The president’s health care law included more than $1 trillion worth of tax hikes. One of those is the health insurance tax, also referred to as the "HIT."
Washington will start charging the tax next January – almost four years after the bill became law. This new tax is another example of how President Obama and Democrats in Congress designed for the painful parts of the law to kick in years later.
Over the next 10 years, this tax will amount to $102 billion.
While insurance companies are responsible for paying the tax, it’s clear that they will pass most of the expense on to their customers.
This massive health insurance tax, like the rest of the health care law, is completely flawed. For example, the cost of the tax stays the same – regardless of how many companies and people have to pay it. While larger businesses may be able to avoid the tax by self-insuring, the remaining customers will have to pay more each. The tax will fall most heavily on those least able to afford it: small businesses and self-employed people.
Faced with higher health insurance costs, many businesses will push more of the costs to their employees. According to one estimate, families who get insurance through a small employer will see their take-home pay cut by about $5,000 over the next decade because of the new health insurance tax.
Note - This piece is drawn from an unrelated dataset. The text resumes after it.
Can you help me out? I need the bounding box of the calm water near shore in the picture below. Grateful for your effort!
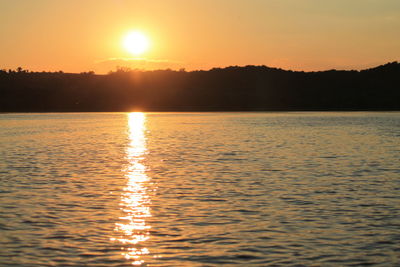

Sharing the costs won’t be enough for many businesses. They will be faced with a difficult choice: they can either trim staff or avoid hiring. The National Federation of Independent Business estimates the tax will force the private sector to cut between 146,000 and 262,000 jobs by 2022.
Twenty-three million Americans are either out of work today or working less than they’d like. The last thing we need is a tax that forces more layoffs. The Federal Reserve understands, even if the White House does not. The Fed’s latest "Beige Book" cited the president’s health care law as one reason for persistently high unemployment.
I hear the same when I talk with people back home in Wyoming, and when I travel around the country. Small business owners tell me they want to grow, expand and succeed. They also tell me about the ways Washington is holding them back. The president’s health care law is at the top of their list.
How can they grow their businesses when they don’t know how the law’s 20,000 pages of new red tape will affect them? How can they hire more workers when they can’t predict how much they will have to pay for the mandated insurance and all the new taxes?
The president’s health care law was a bad idea that will only get worse in the years ahead. As the law is implemented, Americans will understand how it makes it harder for them to get the care they need, from a doctor they choose, at a lower cost.
The best solution is to repeal this law entirely and start over with real reforms so that America’s health care system will continue to be the best in the world.
Until that happens, we can fight for legislation that improves the lives of the American people. This week, Senator Orrin Hatch and I introduced the Jobs and Premium Protection Act to repeal this health insurance tax before it can do more damage.
Washington needs to focus on helping small businesses grow, not burdening them with new taxes. It’s time to eliminate this bad policy that will make it harder for people to afford health insurance and cost thousands of Americans their jobs.